17 września na placu Niepodległości w Radzyniu odbyła się pikieta w obronie ukraińskiej medyczki, przebywającej w rosyjskiej niewoli. Kobieta jest w 9. miesiącu ciąży, obawia się nie tylko porodu w ciężkich więziennych warunkach, ale także tego, że Rosjanie mogą jej odebrać nowo narodzone dziecko.
Medyczka wojskowa Mariana Mamonowa służyła w Mariupolu, gdzie została schwytana przez wojska rosyjskie. Od kwietnia jest zamknięta w kontrolowanej przez Rosjan Ołeniwce, gdzie kilkudziesięciu ukraińskich jeńców zginęło niedawno w wyniku eksplozji, za którą - według ekspertów - stała Rosja. W obozie jenieckim panują trudne warunki – najpierw Mamonowa była przetrzymywana w celi z 20 więźniami, spała na podłodze, jest pozbawiona opieki lekarskiej.

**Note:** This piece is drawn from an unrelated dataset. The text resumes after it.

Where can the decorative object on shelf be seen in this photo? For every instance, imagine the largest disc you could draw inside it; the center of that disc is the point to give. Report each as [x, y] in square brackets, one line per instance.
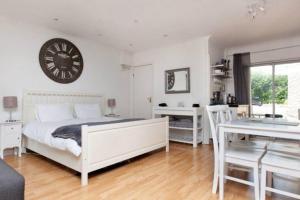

Informację o jej stanie przekazała zwolniona z niewoli z powodu ciąży w lipcu br., a więziona również w Ołeniwce Anna Woroszewa. Nagłośnienie sprawy ma na celu spowodowanie nacisku na władze rosyjskie ze strony polityków i mediów, by uwolniły Marianę Mamonową. W akcję 17 września włączyły się miasta na Ukrainie oraz w krajach, gdzie przebywają Ukraińcy.